If you want to see it or want to try my approach, I put sources to my GitHub repo. It has some implicit dependencies I was too lazy to enumerate and I should write some documentation, but it should download kernel and busybox sources, compile everything, download openSUSE JeOS and Raspberry binary blobs, put everything together and produce SD directory with files to put on SD card. Just for convenience, I will temporally provide binary archive that you can just unpack to SD card and test. Currently it is really just booting. No ownCloud installed yet, although nginx and php7 are there. It should get IP via DHCP, use HDMI out and you should be able to either ssh to it or login on second console using root account and password owncloud.

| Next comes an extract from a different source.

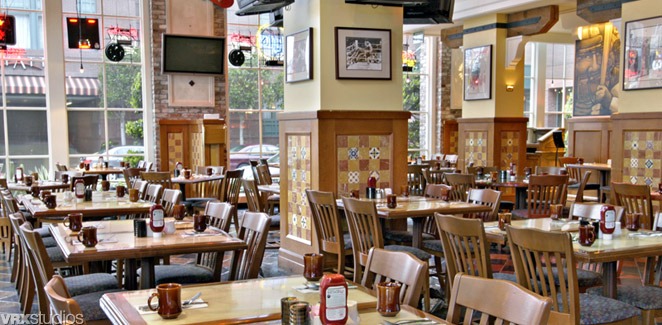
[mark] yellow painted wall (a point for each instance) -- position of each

What is currently just in TODO is to actually install and play with ownCloud. There is plenty of questions to discuss, like where to put the database and which one. In case of MySQL, we could even divide it and put some tables there and others elsewhere. We have SD, HDD and RAM. Speaking about HDD, also in TODO is to find, format and mount USB drive. That’s also about customizing the final rootfs. Last thing that I would like to do at some point is to try to have an easy way how to recompress the system after updates/additional installs and cleanup the overlay. But that is far future. This post is mainly for people playing with PiDrive to explain which way I’m going and pointing everybody to my GitHub repo 🙂

TLDR version

I got my Raspberry Pi 2 booting from SD card and automatically repartitioning it and it’s easy to deploy, just unpack this archive on SD card with FAT. Sources are at my GitHub, so you can take a look at what it does. No ownCloud installed yet. Root password is owncloud.